How African speculative fiction gave birth to itself


Geoff Ryman — the brilliant science fiction author who curated last year's 100 AFRICAN WRITERS OF SFF project, continues to publish and curate excellent, exciting science fiction from across Africa.


His latest project is 21 Today, a special issue of the Manchester Review, containing 21 stories written by African writers since 2003. Ryman notes, "The
aim was to take the stories out of print or behind paywalls which make
them inaccessilbe to Africans in Africa."

An accompanying project, 21 Tomorrow, "which links to stories on African online magazines — so that the role they played in the rise of African SFF is acknowledged."

Meanwhile, Ryman notes that his 100 AFRICAN WRITERS OF SFF project has found a new home, at Strange Horizons.

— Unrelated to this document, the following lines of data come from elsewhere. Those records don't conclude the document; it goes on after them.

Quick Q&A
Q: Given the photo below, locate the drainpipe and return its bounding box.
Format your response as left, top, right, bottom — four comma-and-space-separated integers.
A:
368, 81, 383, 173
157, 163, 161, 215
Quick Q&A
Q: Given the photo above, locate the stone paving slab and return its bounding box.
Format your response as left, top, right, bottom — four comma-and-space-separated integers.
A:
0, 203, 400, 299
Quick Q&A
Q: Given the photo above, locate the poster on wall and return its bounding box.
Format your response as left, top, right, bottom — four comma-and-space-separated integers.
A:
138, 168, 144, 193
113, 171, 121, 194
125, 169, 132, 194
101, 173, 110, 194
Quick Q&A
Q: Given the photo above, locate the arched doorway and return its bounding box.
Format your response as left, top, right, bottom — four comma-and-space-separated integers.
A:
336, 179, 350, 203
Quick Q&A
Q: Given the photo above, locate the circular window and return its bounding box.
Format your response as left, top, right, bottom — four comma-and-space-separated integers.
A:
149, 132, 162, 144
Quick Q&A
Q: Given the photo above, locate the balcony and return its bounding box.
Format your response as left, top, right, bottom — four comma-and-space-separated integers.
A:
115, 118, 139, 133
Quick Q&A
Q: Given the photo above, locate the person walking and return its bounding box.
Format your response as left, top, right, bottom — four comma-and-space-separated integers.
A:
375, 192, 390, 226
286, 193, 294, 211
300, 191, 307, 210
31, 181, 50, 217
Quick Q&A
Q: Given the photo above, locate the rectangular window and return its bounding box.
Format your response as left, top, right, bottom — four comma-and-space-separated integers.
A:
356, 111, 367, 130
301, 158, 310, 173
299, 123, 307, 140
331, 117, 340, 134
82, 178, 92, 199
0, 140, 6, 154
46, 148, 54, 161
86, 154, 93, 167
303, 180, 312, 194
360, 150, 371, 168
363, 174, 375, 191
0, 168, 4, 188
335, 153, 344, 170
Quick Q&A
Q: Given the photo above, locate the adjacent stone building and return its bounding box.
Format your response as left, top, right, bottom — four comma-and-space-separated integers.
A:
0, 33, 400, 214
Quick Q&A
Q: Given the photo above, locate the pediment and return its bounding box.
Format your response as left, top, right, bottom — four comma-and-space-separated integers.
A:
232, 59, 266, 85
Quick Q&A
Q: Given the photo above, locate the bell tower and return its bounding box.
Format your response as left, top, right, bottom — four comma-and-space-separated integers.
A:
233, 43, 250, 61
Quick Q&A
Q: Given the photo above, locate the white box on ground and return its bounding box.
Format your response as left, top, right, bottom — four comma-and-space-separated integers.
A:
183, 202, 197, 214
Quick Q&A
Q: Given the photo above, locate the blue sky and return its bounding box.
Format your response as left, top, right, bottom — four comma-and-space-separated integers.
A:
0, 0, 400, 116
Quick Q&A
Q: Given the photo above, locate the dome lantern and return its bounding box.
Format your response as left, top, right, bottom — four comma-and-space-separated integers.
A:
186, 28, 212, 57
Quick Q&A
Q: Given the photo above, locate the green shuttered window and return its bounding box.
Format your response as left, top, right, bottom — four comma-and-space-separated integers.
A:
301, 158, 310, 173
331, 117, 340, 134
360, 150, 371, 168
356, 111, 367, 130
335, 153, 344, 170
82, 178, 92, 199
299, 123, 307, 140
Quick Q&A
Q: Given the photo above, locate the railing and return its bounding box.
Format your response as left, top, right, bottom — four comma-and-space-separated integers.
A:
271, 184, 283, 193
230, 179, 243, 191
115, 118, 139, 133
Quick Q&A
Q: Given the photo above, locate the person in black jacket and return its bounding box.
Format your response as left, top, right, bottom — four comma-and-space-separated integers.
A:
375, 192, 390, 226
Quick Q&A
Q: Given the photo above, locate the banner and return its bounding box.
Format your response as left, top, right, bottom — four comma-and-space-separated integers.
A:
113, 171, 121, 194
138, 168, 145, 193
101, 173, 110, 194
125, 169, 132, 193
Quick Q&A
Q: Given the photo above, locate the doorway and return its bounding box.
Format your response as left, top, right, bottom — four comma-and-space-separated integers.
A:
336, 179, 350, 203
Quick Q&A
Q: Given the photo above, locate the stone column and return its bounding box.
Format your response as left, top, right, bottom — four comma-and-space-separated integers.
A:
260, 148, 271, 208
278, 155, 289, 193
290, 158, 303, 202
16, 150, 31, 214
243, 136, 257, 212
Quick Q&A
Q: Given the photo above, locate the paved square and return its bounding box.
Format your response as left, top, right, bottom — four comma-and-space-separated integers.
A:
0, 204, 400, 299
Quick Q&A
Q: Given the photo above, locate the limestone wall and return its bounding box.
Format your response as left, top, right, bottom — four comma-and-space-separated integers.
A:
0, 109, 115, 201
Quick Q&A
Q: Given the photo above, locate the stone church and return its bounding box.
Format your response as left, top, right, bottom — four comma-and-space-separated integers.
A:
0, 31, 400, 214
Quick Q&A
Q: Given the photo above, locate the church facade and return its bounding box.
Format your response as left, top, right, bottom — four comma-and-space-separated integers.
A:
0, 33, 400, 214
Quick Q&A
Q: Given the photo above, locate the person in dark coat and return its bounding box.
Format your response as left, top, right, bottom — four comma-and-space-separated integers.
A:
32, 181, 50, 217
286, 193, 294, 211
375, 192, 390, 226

This is a collection of damn good stories – plus a complete comic and an excerpt from a film script.

They tell tales about how South Africans will market themselves in the future. About how fire came to Uganda. About how two lonely women in the far future can each be writing a novel, one about the other. About how ancient West Africans wrote about the stars. About how superheroes are always political. About how people will in the future mourn their dead.

But each of the 21 stories is also a moment in history, part of the process. It stands for itself. It also stands for other similar stories, or writers who came with them in waves. They stand for the editors who founded venues that gave that story a home.

This is about how African speculative fiction gave birth to itself.